Search code examples
sqlsnowflake-cloud-data-platformcommon-table-expressionrankrow-number

Snowflake row_number function is returning inconsistent results between CTE and view


I currently have a dataset, where it is possible for an person to have multiple records in one month, and I only want to take the first. To do this, I am using the row_number function, and my code is along the lines of the following:

select 
    person_id, date,
    year(date) as year, month(date) as month,
    row_number() over(partition by person_id, month order by date)
from 
    data
where 
    (person_id, date, extract(year from date), 
     extract(month from date)) not in (select person_id, min_date, 
                                              extract(year from min_date), 
                                              extract(month from min_date) from first_date)

For a person/month that only has two rows, the row numbers are 4&5 respectively. The Rank function returns the same result.

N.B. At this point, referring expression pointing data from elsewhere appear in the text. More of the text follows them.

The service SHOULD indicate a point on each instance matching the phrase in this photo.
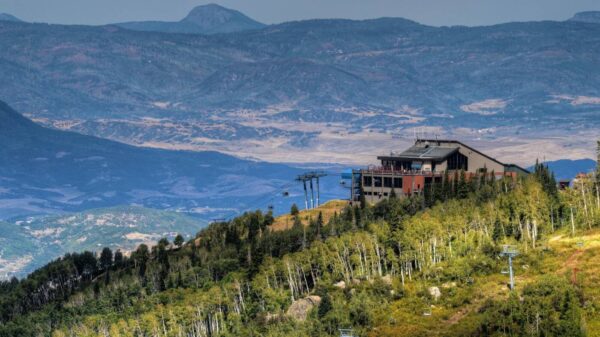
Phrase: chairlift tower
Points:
(510, 252)
(309, 177)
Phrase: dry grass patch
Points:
(328, 209)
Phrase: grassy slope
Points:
(562, 256)
(328, 209)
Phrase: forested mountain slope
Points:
(428, 266)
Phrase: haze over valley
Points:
(315, 90)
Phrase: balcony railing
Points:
(392, 171)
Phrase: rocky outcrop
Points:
(300, 308)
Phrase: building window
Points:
(387, 182)
(397, 182)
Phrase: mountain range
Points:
(45, 171)
(8, 17)
(295, 90)
(65, 192)
(30, 243)
(206, 19)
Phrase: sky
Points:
(431, 12)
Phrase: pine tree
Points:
(319, 225)
(363, 199)
(105, 258)
(462, 190)
(598, 163)
(325, 306)
(498, 232)
(118, 258)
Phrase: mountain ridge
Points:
(587, 17)
(205, 19)
(9, 17)
(47, 171)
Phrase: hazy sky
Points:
(432, 12)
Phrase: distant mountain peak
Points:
(8, 17)
(214, 18)
(205, 19)
(588, 17)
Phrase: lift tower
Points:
(309, 177)
(510, 252)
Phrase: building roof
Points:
(439, 149)
(431, 152)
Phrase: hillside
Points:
(30, 244)
(312, 90)
(46, 171)
(206, 19)
(423, 266)
(8, 17)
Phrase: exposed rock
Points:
(435, 292)
(300, 308)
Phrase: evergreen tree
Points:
(498, 232)
(598, 163)
(106, 258)
(363, 199)
(319, 226)
(325, 306)
(118, 258)
(455, 182)
(141, 257)
(462, 190)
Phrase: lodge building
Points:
(424, 163)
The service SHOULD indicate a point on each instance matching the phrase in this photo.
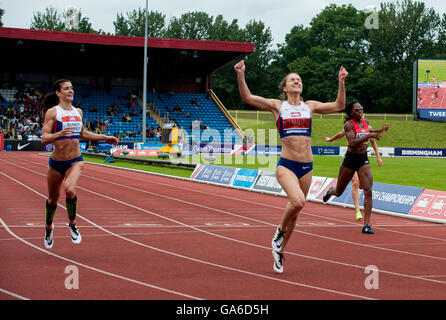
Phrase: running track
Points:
(150, 237)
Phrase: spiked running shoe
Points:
(75, 235)
(367, 229)
(48, 241)
(327, 195)
(277, 241)
(278, 262)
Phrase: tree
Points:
(70, 20)
(334, 38)
(258, 75)
(134, 24)
(191, 25)
(407, 31)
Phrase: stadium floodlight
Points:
(144, 90)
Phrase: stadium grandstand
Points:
(107, 73)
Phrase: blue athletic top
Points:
(294, 120)
(68, 118)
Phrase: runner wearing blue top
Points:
(294, 170)
(63, 127)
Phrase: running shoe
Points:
(327, 195)
(48, 241)
(367, 229)
(278, 262)
(277, 241)
(75, 235)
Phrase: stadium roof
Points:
(67, 53)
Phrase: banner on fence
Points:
(430, 204)
(245, 178)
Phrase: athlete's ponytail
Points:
(51, 99)
(348, 110)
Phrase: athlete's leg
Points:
(71, 179)
(366, 180)
(355, 195)
(344, 177)
(54, 182)
(296, 190)
(296, 203)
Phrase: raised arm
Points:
(246, 95)
(336, 106)
(49, 137)
(351, 137)
(337, 136)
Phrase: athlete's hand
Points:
(240, 67)
(375, 135)
(342, 74)
(379, 161)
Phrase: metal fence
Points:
(266, 116)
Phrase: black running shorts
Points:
(355, 161)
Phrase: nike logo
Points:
(20, 147)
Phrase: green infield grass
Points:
(429, 173)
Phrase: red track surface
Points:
(157, 238)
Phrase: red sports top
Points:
(360, 132)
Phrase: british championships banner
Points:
(388, 197)
(430, 204)
(214, 174)
(417, 152)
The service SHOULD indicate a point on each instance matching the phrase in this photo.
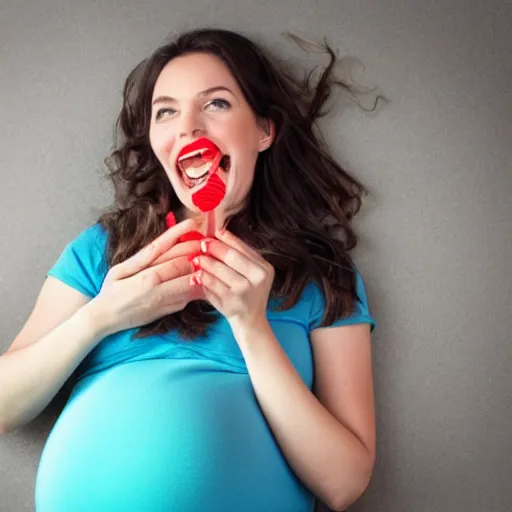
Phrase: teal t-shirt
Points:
(163, 424)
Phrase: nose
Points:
(191, 124)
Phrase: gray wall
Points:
(436, 232)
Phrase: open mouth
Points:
(199, 160)
(195, 170)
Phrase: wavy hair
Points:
(298, 210)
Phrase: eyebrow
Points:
(169, 99)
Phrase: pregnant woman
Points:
(220, 361)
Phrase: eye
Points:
(163, 111)
(219, 104)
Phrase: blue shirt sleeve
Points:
(361, 313)
(82, 264)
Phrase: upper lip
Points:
(193, 147)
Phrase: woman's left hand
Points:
(236, 280)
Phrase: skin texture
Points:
(223, 116)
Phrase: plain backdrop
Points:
(435, 232)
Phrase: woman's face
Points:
(196, 96)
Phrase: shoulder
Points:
(82, 263)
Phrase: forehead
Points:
(187, 75)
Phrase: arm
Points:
(327, 439)
(32, 375)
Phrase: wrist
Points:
(97, 318)
(245, 331)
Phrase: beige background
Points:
(436, 233)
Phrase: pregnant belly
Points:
(165, 435)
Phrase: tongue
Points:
(210, 196)
(195, 161)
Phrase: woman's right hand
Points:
(135, 293)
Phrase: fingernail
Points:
(204, 245)
(170, 220)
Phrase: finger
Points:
(252, 271)
(211, 283)
(171, 269)
(228, 276)
(213, 299)
(152, 251)
(181, 290)
(233, 241)
(180, 249)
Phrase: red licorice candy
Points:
(210, 196)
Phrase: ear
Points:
(268, 133)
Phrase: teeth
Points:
(198, 172)
(194, 153)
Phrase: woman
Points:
(228, 373)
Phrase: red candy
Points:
(210, 196)
(191, 235)
(170, 220)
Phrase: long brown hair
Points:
(297, 184)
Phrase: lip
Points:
(211, 149)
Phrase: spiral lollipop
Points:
(198, 164)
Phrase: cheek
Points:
(162, 144)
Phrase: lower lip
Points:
(194, 183)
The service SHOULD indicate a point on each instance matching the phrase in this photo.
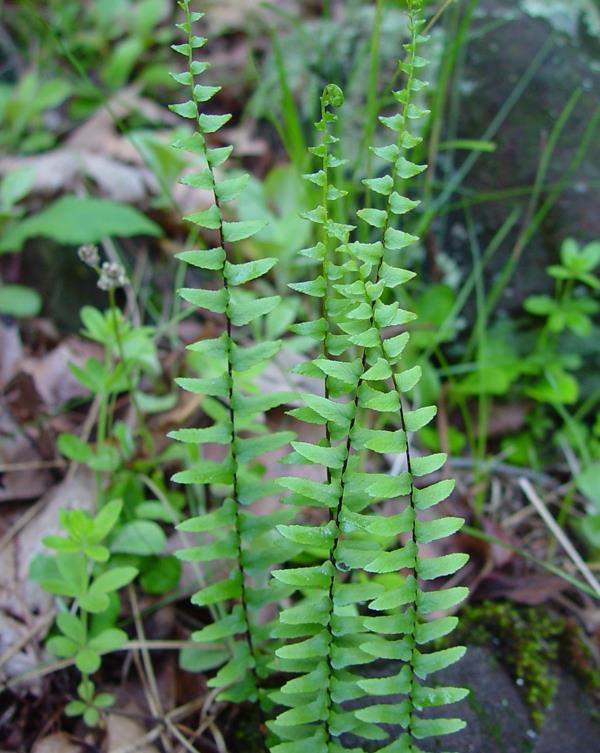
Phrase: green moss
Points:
(525, 640)
(528, 641)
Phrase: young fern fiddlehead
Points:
(228, 533)
(336, 638)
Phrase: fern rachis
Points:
(344, 611)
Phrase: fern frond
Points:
(335, 641)
(229, 534)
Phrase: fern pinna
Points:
(357, 592)
(346, 623)
(229, 534)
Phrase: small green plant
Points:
(84, 570)
(352, 586)
(80, 575)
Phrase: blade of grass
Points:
(560, 535)
(469, 284)
(488, 135)
(548, 566)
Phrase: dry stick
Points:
(560, 535)
(32, 465)
(179, 713)
(48, 669)
(153, 696)
(42, 623)
(150, 684)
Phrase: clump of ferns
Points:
(363, 593)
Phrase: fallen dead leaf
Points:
(11, 349)
(122, 731)
(19, 596)
(17, 447)
(59, 742)
(96, 151)
(51, 373)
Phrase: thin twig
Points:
(56, 666)
(32, 465)
(179, 713)
(42, 623)
(560, 535)
(146, 670)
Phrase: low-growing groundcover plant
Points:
(309, 600)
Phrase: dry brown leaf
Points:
(97, 151)
(19, 596)
(17, 448)
(51, 373)
(59, 742)
(11, 349)
(122, 731)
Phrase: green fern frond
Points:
(229, 534)
(336, 642)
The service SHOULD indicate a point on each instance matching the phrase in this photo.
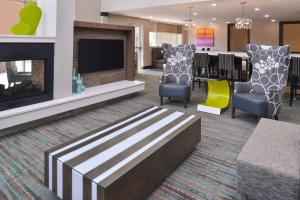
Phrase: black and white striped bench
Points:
(124, 160)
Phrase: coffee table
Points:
(124, 160)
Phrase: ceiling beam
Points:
(117, 5)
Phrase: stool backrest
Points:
(226, 62)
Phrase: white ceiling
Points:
(225, 11)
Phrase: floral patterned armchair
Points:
(263, 94)
(177, 76)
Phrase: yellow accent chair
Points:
(30, 17)
(218, 97)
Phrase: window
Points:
(158, 38)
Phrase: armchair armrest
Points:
(242, 87)
(275, 95)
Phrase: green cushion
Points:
(30, 17)
(21, 29)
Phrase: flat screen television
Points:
(98, 55)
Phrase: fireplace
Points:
(26, 74)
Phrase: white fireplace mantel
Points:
(25, 39)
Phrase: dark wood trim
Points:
(229, 36)
(281, 30)
(80, 24)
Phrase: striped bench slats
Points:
(93, 165)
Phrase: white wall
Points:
(88, 10)
(263, 32)
(115, 5)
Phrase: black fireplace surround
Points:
(11, 52)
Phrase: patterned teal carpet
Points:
(208, 173)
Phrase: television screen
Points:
(97, 55)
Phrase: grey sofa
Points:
(262, 95)
(268, 168)
(177, 76)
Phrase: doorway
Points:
(139, 47)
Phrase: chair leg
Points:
(233, 112)
(291, 96)
(244, 197)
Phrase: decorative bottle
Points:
(78, 85)
(74, 78)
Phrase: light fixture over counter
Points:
(190, 23)
(243, 22)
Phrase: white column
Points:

I tried reference the code above as a CTE and define the row number when selecting from it, and ran into the same issue.

with cte_1 as (
    select person_id, date,
    year(date) as year, month(date) as month
    from data
    where 
        (
        person_id, 
        date, 
        extract(year from date), 
        extract(month from date)
        ) not in (
            select person_id, 
            min_date, 
            extract(year from min_date), 
            extract(month from min_date) from first_date
        )
)
select *, row_number() over(partition by person_id, month order by date)
from cte_1

I tried ANOTHER CTE, and it worked correctly.

with cte_1 as (
    select person_id, date,
    year(date) as year, month(date) as month
    from data
    where 
        (
        person_id, 
        date, 
        extract(year from date), 
        extract(month from date)
        ) not in (
            select person_id, 
            min_date, 
            extract(year from min_date), 
            extract(month from min_date) from first_date
        )
)
,cte_2 as (
select *
from cte_1
)

select *, row_number() over(partition by person_id, month order by date)
from cte_2

Does anyone know why this could possibly be happening?


Solution

  • The issue here ended up being pretty simple, I needed to partition over id, year, and month. I was seeing strange results, because for instance January 2018, January 2019, and January 2020 would all be in the same partition. Since I was only filtering for January 2020 I would only see the higher row numbers.

    It is still strange to me that Adding an additional CTE seemingly fixes the issue, but it is likely that it just obscures it rather than fixing anything.